Ease of Installation
It’s always a good idea to entrust flooring installation to a professional. This regardless of whether homeowners choose solid wood or engineered wood. However, it’s important to note that engineered wood is easier to install than solid wood and can be installed via a wide variety of methods, while solid hardwood must be either nailed or stapled down. This can affect the cost of hiring a flooring contractor to perform the work.
Well-maintained solid wood floors will last for decades with adequate maintenance. However they are more susceptible to moisture damage than engineered wood floors. The trade-off is that engineered wood can become damaged more easily and is more challenging to repair, as it can only be sanded once or twice before wearing down its surface.

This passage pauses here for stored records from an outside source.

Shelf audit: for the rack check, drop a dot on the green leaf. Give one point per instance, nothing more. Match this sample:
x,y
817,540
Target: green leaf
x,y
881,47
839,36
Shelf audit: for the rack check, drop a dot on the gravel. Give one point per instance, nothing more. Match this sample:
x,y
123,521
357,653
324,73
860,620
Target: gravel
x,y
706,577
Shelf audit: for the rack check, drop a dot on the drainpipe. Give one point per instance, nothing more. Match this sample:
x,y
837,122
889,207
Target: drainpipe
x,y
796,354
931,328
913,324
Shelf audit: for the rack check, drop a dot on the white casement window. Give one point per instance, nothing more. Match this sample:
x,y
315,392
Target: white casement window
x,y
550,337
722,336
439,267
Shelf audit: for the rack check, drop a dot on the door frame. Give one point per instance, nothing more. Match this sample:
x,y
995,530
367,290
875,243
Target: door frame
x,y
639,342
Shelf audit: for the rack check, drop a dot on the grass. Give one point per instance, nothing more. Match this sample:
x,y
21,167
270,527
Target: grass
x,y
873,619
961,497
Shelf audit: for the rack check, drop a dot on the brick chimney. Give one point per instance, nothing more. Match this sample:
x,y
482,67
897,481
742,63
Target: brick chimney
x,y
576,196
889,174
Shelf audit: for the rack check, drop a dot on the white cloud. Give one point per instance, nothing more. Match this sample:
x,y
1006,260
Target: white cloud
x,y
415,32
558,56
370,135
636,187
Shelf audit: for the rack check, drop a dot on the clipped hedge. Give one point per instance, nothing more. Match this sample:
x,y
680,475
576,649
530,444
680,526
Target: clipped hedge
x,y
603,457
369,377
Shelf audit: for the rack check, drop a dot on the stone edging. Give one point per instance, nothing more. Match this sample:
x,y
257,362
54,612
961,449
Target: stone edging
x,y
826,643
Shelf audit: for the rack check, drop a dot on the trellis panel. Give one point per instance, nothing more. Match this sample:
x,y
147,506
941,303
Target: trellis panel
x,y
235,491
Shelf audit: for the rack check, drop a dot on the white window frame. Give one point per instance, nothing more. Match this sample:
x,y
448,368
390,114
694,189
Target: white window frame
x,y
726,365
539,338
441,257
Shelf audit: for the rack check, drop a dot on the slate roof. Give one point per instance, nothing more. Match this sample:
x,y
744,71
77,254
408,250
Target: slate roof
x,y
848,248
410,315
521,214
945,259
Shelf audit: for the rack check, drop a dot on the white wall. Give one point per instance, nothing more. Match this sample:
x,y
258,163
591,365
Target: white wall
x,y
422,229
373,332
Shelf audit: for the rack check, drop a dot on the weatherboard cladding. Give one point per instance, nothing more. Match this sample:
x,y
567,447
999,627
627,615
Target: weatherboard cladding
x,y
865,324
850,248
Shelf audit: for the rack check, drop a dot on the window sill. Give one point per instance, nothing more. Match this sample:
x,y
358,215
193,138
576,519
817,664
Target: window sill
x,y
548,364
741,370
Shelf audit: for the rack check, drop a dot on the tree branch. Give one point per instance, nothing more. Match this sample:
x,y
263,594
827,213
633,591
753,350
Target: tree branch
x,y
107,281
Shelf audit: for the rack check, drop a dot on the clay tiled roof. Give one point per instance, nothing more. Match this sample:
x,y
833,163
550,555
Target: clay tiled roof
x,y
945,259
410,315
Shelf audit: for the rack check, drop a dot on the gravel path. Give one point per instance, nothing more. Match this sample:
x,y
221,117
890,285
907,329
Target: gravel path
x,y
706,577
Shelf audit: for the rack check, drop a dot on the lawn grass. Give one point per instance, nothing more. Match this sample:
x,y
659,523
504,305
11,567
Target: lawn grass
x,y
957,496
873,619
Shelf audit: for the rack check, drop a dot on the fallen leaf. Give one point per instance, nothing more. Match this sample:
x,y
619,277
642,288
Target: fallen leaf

Both solid wood flooring and engineered wood flooring is best for applications that do not involve significant risk of moisture damage. They’re great for hallways, bedrooms, and living areas; however, both types of wood flooring can be installed in kitchens as well provided waterproof mats are placed near sinks, dishwashers, and other appliances that use water. While solid wood flooring should never be installed below grade, engineered wood can be successfully used for basement applications provided there is a proper subfloor and absolutely no moisture present.
Ultimately, the choice between solid and engineered wood floors is one of personal preference. Engineered wood constitutes a more practical option for those working on a budget. However, it lacks the impressive longevity of solid wood flooring. This would be more likely to return its value even decades down the road.